Re: A lifetime of personal journals - what to do?

Last year I read through mine, then destroyed them.  I don't want my family to know my private thoughts.  (funny, I couldn't even remember some of the things I wrote about - it intrigued even me!). 

Honored Contributor
Posts: 17,892
Registered: ‎07-03-2013

Re: A lifetime of personal journals - what to do?

I would read it, then destroy it.  

Valued Contributor
Posts: 666
Registered: ‎09-05-2014

Re: A lifetime of personal journals - what to do?

No one needs to the know the crazy that goes in my head that is why I never kept one.

Respected Contributor
Posts: 2,140
Registered: ‎07-01-2012

Re: A lifetime of personal journals - what to do?

Consider destroying them.

 

By having the chance others may read your journels you leave the interpertation of what you wrote up to them. Their conception of matters might be entirely different from what you were actually feeling ,meant, or wrote .

 

It could lead to misunderstandings, questions and wrong interpertations never to be answered. Maybe someone would be hurt.

Honored Contributor
Posts: 43,246
Registered: ‎01-08-2011

Re: A lifetime of personal journals - what to do?

Housecat, keep them when you want to stroll through the past.  Your DILs may want to share the person that you were at their age if you care to share.  

 

We journal for a variety of reasons.  As long as it relieved your stress, gave you some peace, or helped you in other ways only you can tell.

Respected Contributor
Posts: 3,355
Registered: ‎03-09-2010

Re: A lifetime of personal journals - what to do?
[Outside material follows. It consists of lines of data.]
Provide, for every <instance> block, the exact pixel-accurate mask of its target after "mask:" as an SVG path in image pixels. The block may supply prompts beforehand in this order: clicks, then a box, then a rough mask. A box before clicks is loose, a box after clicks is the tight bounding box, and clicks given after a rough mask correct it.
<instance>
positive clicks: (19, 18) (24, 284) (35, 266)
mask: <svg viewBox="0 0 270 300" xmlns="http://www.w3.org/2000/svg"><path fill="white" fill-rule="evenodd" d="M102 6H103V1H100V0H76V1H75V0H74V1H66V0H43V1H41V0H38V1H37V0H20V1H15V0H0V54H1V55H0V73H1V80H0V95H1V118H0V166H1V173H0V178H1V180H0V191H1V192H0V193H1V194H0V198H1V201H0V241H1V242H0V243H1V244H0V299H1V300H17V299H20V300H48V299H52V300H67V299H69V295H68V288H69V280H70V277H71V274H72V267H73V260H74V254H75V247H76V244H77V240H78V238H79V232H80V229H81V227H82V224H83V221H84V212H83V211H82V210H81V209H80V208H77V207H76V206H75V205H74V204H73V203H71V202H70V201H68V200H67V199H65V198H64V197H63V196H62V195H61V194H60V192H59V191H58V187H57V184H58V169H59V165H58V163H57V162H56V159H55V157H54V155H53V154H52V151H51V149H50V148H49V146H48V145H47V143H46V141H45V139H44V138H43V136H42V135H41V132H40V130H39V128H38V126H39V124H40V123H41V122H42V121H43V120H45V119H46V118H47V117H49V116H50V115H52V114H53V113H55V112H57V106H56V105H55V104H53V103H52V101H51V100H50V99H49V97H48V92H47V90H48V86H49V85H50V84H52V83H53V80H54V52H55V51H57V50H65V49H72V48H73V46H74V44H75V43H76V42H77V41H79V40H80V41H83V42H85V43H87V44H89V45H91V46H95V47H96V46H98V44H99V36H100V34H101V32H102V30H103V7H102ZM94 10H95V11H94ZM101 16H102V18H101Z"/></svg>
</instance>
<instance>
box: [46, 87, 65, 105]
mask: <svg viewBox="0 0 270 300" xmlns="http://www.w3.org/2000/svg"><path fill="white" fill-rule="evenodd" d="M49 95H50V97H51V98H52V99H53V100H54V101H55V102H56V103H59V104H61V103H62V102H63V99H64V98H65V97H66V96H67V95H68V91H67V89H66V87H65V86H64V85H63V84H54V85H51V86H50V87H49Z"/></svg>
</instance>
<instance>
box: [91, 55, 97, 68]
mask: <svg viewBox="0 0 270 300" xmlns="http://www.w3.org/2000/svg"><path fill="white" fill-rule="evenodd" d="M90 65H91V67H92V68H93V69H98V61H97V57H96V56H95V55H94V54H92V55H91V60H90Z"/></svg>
i have shredded my journals after rereading them. The only person who they are important to or would understand or appreciate them is me. 


'I refuse to engage in a battle of wits with an unarmed man'.......Unknown
Trusted Contributor
Posts: 1,396
Registered: ‎03-16-2010

Re: A lifetime of personal journals - what to do?

I guess I am the odd man out. If my mother had kept journals, I would have loved to have them to read after she passed.

To have something in her own handwriting, just life in her own thoughts. Events. The trials and tribulations she went through. The happy. The sad. The man she loved so much in high school she talked about often. I always thought he was really the man she should have married.

 

Kids never seem to realize we are humans first. That we had a life before them. I would have a better understanding of who my mother was as a woman. She had a difficult life, but I only know bits and pieces.

 

I would ask your son if he wants them. They may end up to be very precious to him. But I would put the stipulation that he get them after death, unless you are comfortable answering any questions he might have. Leave the decision up to him if he wants them, and you make the decision of whether he gets them now or later.

 

I have nothing of my mother's. My Dad cleaned every bit of her out of their house without notifying any of us kids. I am still angry at that.

 

 

Esteemed Contributor
Posts: 7,645
Registered: ‎03-28-2015

Re: A lifetime of personal journals - what to do?

I agree....read them and then destroy them.

Honored Contributor
Posts: 20,163
Registered: ‎10-04-2010

Re: A lifetime of personal journals - what to do?

If it's yours and you plan to put it in book form to share with others that's one thing. If it's a family member, read if you like, but as the others said, destroy it.

 

I have to laugh when on clearing out my own mother's things, things of her interest, were not mine. She never said, this is to share for all of you. As my sister said, leave her personal thoughts to her and destroy anything she wrote.

 

I know I've journaled. I wouldn't want some family to read it. Therefore, I shred it.

JMHO in my life.

Honored Contributor
Posts: 15,523
Registered: ‎09-01-2010

Re: A lifetime of personal journals - what to do?

I kept a journal from the 90's until 2004.  The purpose was more for stress relief, and a way of passing time on my 11-7 shift.  

 

I read the journals after I retired, which were filled with a lot of work and family drama.   My words brought back a lot of memories and feelings--good and bad--that I'd long worked thru and let go.   I saw no purpose in saving the journals, and shredded every one.   No regrets.